The civilian government has meanwhile appeared overwhelmed and President Asif Ali Zardari has been singled out for criticism for remaining on an official visit to Europe as the country suffered its worst floods in 80 years.

But analysts do not expect the government’s heavily criticised handling of the crisis to encourage the military, which has ruled for more than half of Pakistan’s history, to try to seize power.

Heavy rain is forecast to further lash the country in the next 36 hours.

Rubber and wooden navy boats set out from areas in Sindh province, where flood waters burst from the Indus River across vast distances, to help Pakistanis who have watched safe ground shrink by the hour and waters swallow up their livestock.

"We have been doing this for several days," said navy officer Akhter Mahmood after his boat travelled through about 20 km (12 miles) of flood water.

Women, chest-deep in water, carried chickens and clothes on their heads before entering navy boats. "I thought the waters would go away," said Sakina. "I want to come back."

Zardari drew fire for leaving the country for official visits in Europe during the crisis. He said the prime minister was handling the catastrophe and informing him of developments.

GETTING WORSE

Floods wiped out Mohammad Saleem’s home and grocery store in the village of Kot Addu. "We have not received any help from the government so far and I am sure any foreign help that will come will never reach us," he said.

Even though relief efforts may have improved the military’s standing, and widened the perception that Pakistani civilian governments are too weak and inefficient to cope with disasters, analysts do not see any threat to the current administration.

The army is busy fighting Taliban insurgents and does not want to be strapped with Pakistan’s enormous problems; from costly rebuilding after the floods, to the struggle to attract foreign investment in a troubled economy, to widespread poverty.

"I don’t think they are willing to dump Zardari," said Kamran Bokhari, Regional Director, Middle East and South Asia at global intelligence firm STRATFOR.

"The current army leadership … is very clear that there is a war that needs to be waged."

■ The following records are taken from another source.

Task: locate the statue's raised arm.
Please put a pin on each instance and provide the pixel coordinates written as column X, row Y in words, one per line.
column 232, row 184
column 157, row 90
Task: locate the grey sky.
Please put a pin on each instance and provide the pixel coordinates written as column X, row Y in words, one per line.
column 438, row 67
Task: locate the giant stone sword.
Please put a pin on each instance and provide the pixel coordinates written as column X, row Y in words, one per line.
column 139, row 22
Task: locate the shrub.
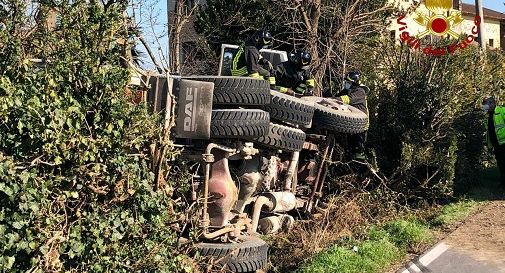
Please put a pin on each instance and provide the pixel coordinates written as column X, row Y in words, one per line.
column 76, row 190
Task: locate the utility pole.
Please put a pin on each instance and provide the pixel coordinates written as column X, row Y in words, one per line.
column 479, row 10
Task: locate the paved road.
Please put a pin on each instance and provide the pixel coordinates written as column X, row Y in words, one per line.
column 478, row 246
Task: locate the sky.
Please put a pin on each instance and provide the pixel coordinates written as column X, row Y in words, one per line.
column 159, row 8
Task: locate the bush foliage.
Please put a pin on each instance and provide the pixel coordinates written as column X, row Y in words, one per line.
column 426, row 126
column 76, row 190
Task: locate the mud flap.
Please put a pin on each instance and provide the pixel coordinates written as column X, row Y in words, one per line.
column 194, row 108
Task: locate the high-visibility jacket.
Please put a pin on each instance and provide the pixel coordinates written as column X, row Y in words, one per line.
column 246, row 62
column 356, row 97
column 499, row 127
column 289, row 76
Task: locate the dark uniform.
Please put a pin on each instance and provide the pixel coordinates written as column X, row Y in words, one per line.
column 295, row 74
column 248, row 60
column 356, row 96
column 289, row 76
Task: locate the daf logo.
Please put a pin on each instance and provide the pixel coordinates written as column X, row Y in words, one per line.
column 190, row 108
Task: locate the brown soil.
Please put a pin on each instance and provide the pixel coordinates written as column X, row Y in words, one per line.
column 482, row 236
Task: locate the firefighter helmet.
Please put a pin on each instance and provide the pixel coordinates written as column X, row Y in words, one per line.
column 353, row 77
column 262, row 38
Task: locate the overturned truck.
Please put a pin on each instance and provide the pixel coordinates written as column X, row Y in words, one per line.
column 263, row 157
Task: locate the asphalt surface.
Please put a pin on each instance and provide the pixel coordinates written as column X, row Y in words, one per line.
column 478, row 246
column 446, row 259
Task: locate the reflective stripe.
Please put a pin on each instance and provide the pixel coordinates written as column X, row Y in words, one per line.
column 367, row 114
column 235, row 71
column 237, row 57
column 283, row 89
column 239, row 72
column 345, row 99
column 255, row 75
column 300, row 90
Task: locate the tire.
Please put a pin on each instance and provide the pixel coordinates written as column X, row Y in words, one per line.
column 283, row 138
column 290, row 109
column 247, row 256
column 240, row 91
column 227, row 123
column 334, row 116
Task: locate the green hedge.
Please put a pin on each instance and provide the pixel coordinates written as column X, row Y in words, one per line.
column 76, row 190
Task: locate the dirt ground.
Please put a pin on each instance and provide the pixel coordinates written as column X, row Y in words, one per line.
column 482, row 236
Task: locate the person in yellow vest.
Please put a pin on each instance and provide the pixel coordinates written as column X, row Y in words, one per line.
column 355, row 94
column 496, row 132
column 248, row 60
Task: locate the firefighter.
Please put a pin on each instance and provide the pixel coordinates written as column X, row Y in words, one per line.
column 495, row 126
column 248, row 60
column 294, row 75
column 355, row 95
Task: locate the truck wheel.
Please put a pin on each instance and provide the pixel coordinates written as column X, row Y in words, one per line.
column 283, row 138
column 337, row 117
column 240, row 91
column 247, row 256
column 290, row 109
column 238, row 123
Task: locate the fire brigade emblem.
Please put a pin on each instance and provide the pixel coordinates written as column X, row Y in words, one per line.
column 437, row 23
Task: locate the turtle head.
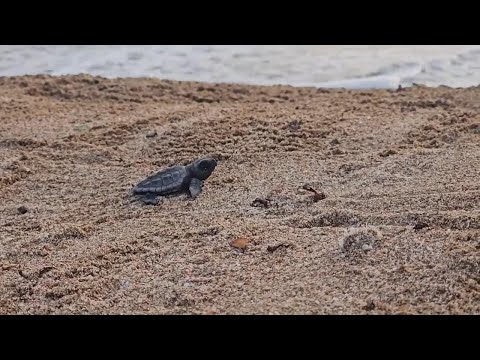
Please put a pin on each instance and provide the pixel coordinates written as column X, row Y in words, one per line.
column 203, row 168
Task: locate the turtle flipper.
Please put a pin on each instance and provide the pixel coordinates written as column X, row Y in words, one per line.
column 195, row 187
column 150, row 199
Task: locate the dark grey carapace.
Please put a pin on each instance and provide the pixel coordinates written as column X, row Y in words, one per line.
column 176, row 179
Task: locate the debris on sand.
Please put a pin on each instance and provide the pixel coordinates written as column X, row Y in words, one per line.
column 240, row 244
column 272, row 248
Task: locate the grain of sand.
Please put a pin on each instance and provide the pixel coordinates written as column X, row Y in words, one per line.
column 397, row 230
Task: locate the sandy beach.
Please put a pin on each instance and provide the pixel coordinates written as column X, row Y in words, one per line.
column 323, row 201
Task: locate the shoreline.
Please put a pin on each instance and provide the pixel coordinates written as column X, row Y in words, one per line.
column 396, row 230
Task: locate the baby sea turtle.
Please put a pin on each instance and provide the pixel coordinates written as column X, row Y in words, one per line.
column 175, row 179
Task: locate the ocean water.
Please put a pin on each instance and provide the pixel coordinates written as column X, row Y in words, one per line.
column 355, row 66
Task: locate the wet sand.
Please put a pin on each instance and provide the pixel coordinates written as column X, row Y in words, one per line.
column 393, row 228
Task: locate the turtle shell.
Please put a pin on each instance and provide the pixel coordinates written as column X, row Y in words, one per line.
column 166, row 181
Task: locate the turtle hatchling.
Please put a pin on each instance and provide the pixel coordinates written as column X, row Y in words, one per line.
column 175, row 179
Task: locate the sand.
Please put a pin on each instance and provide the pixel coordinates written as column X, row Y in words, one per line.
column 393, row 228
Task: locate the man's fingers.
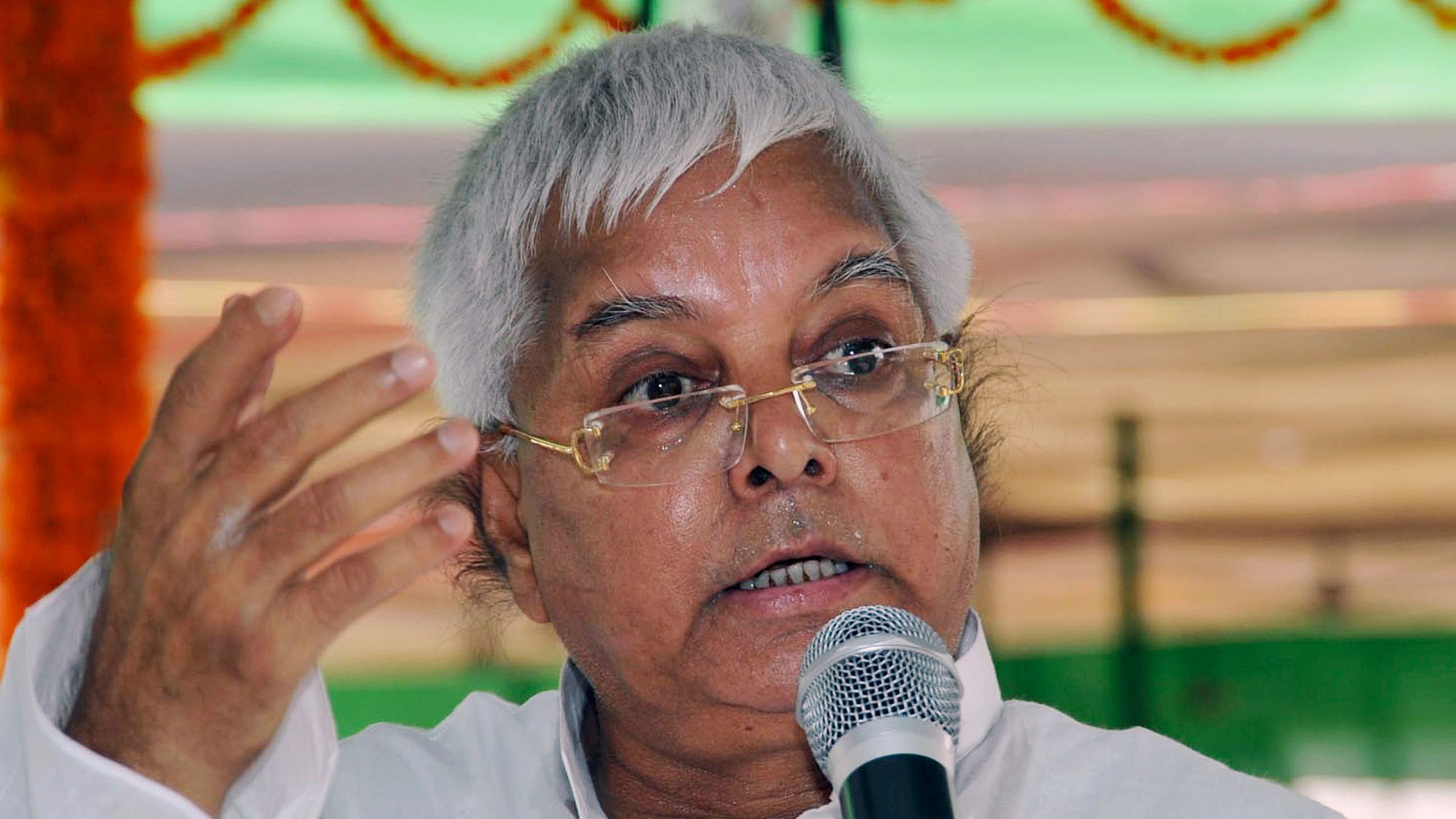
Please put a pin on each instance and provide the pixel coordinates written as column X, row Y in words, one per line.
column 315, row 611
column 321, row 516
column 264, row 459
column 253, row 403
column 200, row 404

Foreign aid organisations, also playing a much bigger role than the government, say weather has hampered relief efforts.

Floodwaters have roared down from the northwest to the agricultural heartland of Punjab and on to southern Sindh along a trail more than 1,000 km (600 miles) long.

The flooding, brought on by unusually strong monsoon rains, has destroyed 360,000 houses, aid groups say.

"We are very concerned because the situation is getting worse and worse," said Maurizio Giuliano, spokesman for the U.N. Office for the Coordination of Humanitarian Affairs.

Hundreds of millions of dollars in humanitarian relief will be needed in the coming months alone, he said. Billions may be needed to rebuild infrastructure in the long term.

In Punjab alone, 1.4 million acres of land was destroyed. The economy, which depends heavily on agriculture and foreign aid, has taken a major hit.

In some areas, only the tops of trees and telephone poles are visible. Pakistanis fighting to hold on to anything they can walked waist-deep in water carrying logs from their shattered homes.

Even before the floods, Pakistan was struggling to tame inflation that averaged 11.7 percent for the last fiscal year. In Swat Valley, one of the hardest hit areas, tomato prices have more than tripled since the floods hit.

"Our country has gone back several years," Prime Minister Yusuf Raza Gilani told reporters on a visit to Sindh province.

In Punjab, hundreds of people were evacuated from drenched areas to a railway track on higher ground.
"What we are wearing is all that we have, the rest is all gone — our house, animals, wheat we had stored, everything has been destroyed," university student Fiza Batool said as she fed her 10-year-old sister biscuits.